Durante os anos da crise económica e financeira continuou solidário com os movimentos de esquerda e participando nas manifestações de protesto “contra a ‘troika’” assim como mostrava indignação sobre a “invasão desumana do Iraque e do Afeganistão”.
Passou a usar a internet com frequência, mas manteve a leitura diária dos jornais.
Na segunda década do século XXI realizou várias viagens à Europa para “visitar museus e ver esculturas”.
Passava as mãos nas esculturas nos museus mais vigiados do mundo apesar dos avisos porque as esculturas, declarava, “são para serem tocadas, mesmo a Vénus de Milo ou os Escravos de Miguel Ângelo e quero que se ‘lixe’ a polícia.”

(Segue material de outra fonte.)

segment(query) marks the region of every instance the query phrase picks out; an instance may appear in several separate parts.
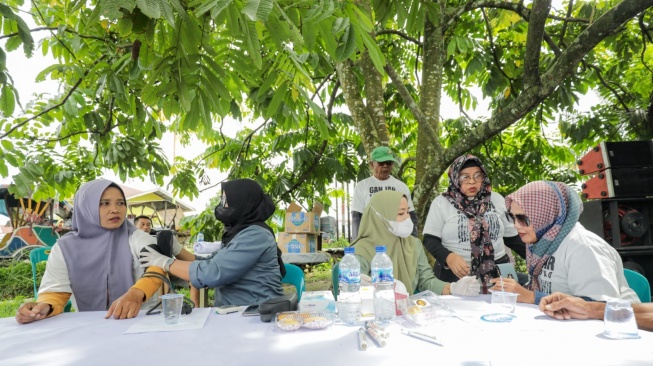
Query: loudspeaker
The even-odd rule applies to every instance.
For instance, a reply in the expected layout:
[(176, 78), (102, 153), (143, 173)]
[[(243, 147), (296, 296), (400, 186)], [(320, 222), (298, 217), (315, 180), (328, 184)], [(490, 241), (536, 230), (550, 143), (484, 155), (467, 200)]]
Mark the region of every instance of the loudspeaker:
[(653, 283), (653, 198), (604, 199), (583, 203), (578, 221), (612, 245), (624, 268)]
[(605, 199), (583, 203), (578, 221), (618, 251), (653, 254), (653, 199)]
[(581, 188), (586, 199), (653, 196), (653, 167), (605, 169)]
[(653, 167), (653, 140), (601, 142), (577, 164), (581, 175), (610, 168)]

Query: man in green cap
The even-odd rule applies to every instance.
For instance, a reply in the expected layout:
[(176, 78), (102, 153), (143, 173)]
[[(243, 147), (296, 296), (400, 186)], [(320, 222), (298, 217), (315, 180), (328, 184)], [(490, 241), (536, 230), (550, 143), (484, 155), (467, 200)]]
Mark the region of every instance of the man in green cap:
[(365, 206), (370, 202), (370, 198), (380, 191), (393, 190), (406, 195), (408, 199), (408, 213), (413, 221), (413, 236), (417, 237), (417, 215), (415, 214), (415, 207), (413, 200), (410, 198), (410, 190), (408, 186), (399, 179), (390, 175), (392, 167), (395, 163), (399, 163), (392, 154), (392, 150), (386, 146), (379, 146), (372, 150), (370, 167), (374, 171), (374, 175), (361, 180), (354, 188), (354, 198), (351, 204), (351, 240), (356, 239), (358, 236), (358, 227), (360, 226)]

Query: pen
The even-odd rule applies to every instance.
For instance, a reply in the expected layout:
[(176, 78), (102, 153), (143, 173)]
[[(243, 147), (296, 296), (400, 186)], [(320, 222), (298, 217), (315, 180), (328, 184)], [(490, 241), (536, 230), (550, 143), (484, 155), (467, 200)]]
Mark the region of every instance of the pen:
[(361, 350), (365, 351), (367, 349), (367, 337), (365, 336), (365, 329), (358, 329), (358, 344), (360, 345)]
[(414, 331), (411, 331), (411, 330), (405, 330), (403, 328), (401, 329), (401, 332), (403, 334), (407, 335), (407, 336), (411, 336), (413, 338), (421, 339), (421, 340), (429, 342), (429, 343), (437, 344), (438, 346), (443, 346), (443, 344), (440, 343), (435, 336), (420, 333), (420, 332), (414, 332)]
[(367, 334), (370, 335), (370, 338), (372, 338), (374, 342), (379, 345), (379, 347), (385, 347), (385, 339), (383, 339), (383, 337), (381, 337), (381, 335), (376, 330), (373, 328), (367, 328)]

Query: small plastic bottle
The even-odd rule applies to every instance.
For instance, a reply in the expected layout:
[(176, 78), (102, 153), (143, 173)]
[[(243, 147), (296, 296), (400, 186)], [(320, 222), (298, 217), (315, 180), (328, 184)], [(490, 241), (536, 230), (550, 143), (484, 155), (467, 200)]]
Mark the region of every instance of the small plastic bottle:
[(361, 265), (354, 248), (345, 248), (338, 267), (338, 316), (343, 323), (355, 325), (361, 318)]
[(199, 233), (197, 233), (197, 240), (196, 241), (197, 242), (204, 241), (204, 233), (203, 232), (200, 231)]
[(372, 284), (374, 285), (374, 319), (387, 323), (394, 319), (395, 280), (392, 260), (385, 254), (385, 246), (376, 247), (376, 255), (372, 258)]

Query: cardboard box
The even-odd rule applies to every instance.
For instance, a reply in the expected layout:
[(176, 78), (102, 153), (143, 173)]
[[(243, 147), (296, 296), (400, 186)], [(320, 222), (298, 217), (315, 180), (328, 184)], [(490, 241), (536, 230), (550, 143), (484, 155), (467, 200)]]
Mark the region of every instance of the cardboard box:
[(301, 206), (291, 203), (286, 210), (284, 230), (287, 233), (317, 234), (320, 232), (322, 205), (316, 203), (311, 212), (303, 212)]
[(335, 313), (336, 300), (331, 291), (304, 291), (299, 311)]
[(317, 251), (317, 235), (279, 233), (277, 245), (282, 253), (315, 253)]

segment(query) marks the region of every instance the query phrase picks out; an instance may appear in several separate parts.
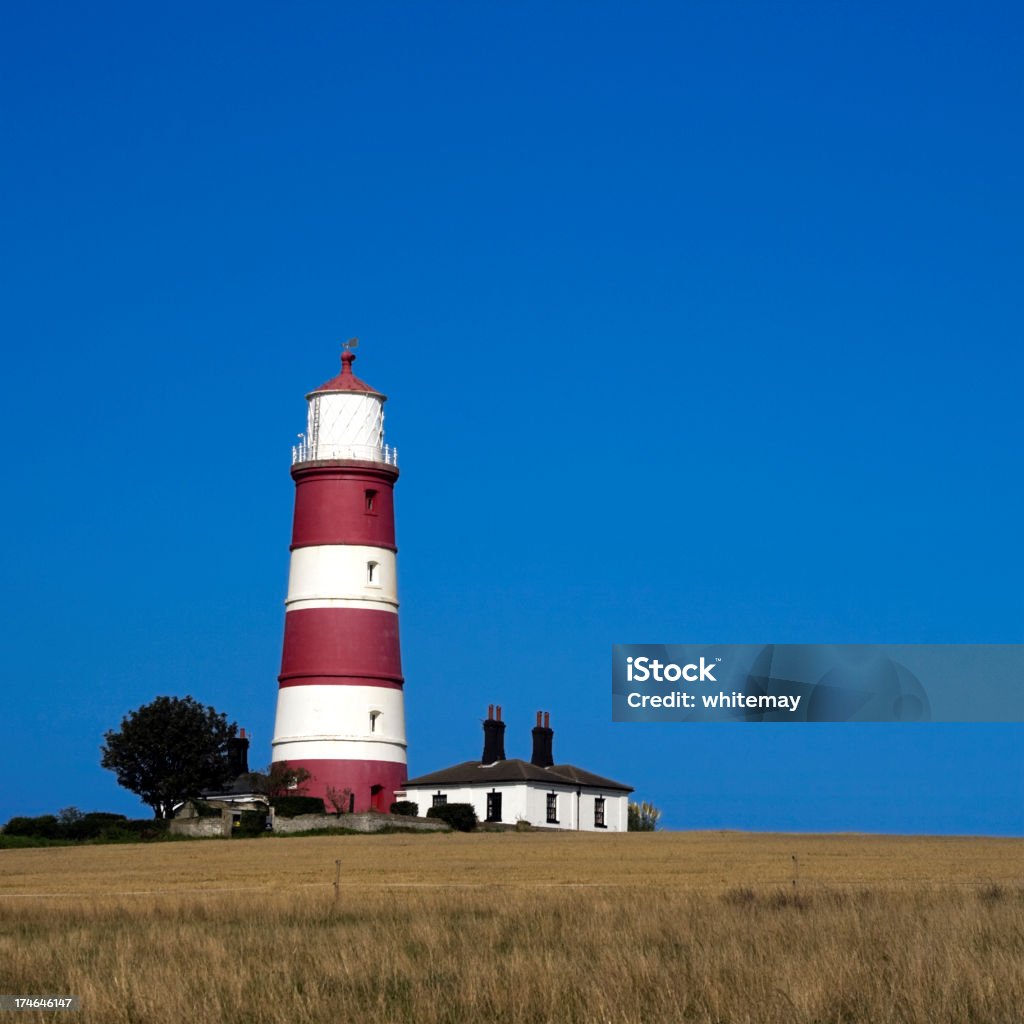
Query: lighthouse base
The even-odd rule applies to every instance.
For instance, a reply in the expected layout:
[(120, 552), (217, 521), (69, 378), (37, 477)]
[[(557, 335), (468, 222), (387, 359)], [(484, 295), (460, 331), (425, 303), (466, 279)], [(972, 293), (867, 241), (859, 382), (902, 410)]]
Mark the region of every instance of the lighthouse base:
[[(344, 811), (389, 813), (395, 790), (405, 785), (406, 766), (397, 761), (334, 761), (315, 758), (288, 759), (292, 768), (310, 774), (303, 796), (321, 797), (328, 812), (336, 809), (332, 798), (344, 802)], [(347, 793), (345, 791), (348, 791)]]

A morte da irmã mais velha, Maria do Carmo, e do irmão mais novo, António marcam-no profundamente assim como o desaparecimento de José Rodrigues, em 2016, de quem era sobretudo grande Amigo.
Deixou de fumar, mas continuou a guiar as motos e a beber cafés matinais no Largo do Campo Lindo.
Como todos os “Sousa Pereira” começou a ficar surdo ou como dizia “vocês falam demasiado baixo” tendo também iniciado um processo lento de cegueira que se foi acentuando ao longo dos últimos anos, até à morte.
No inverno, particularmente frio e marcado pelas contingências da crise sanitária, de 2020 montou um atelier junto à lareira na sala de estar, em casa, e com o auxílio de mil lupas começou a fazer uma medalha de grandes dimensões com as iniciais SP (Sousa Pereira), em barro.
Disse na altura que “um escultor nunca pode parar de trabalhar e se não tem nada para fazer pelo menos deve varrer o chão do atelier para pensar no que tem de fazer a seguir”.
Nos últimos meses começou a falar de acontecimentos vividos na Guerra Colonial.
O meu pai morreu de Covid-19 (SARS CoV-2) pouco antes do início do processo de vacinação, no dia 8 de fevereiro de 2021.
Deixou muito trabalho, histórias, uma infinita memória e uma valiosa herança de humanismo, arte e bom gosto.
O resto? Um dia conto-te se formos ao “Piolho” ao fim da tarde. Pode ser que te explique porque é que a escultura é importante para a vida das pessoas, segundo o velho Manuel Sousa Pereira.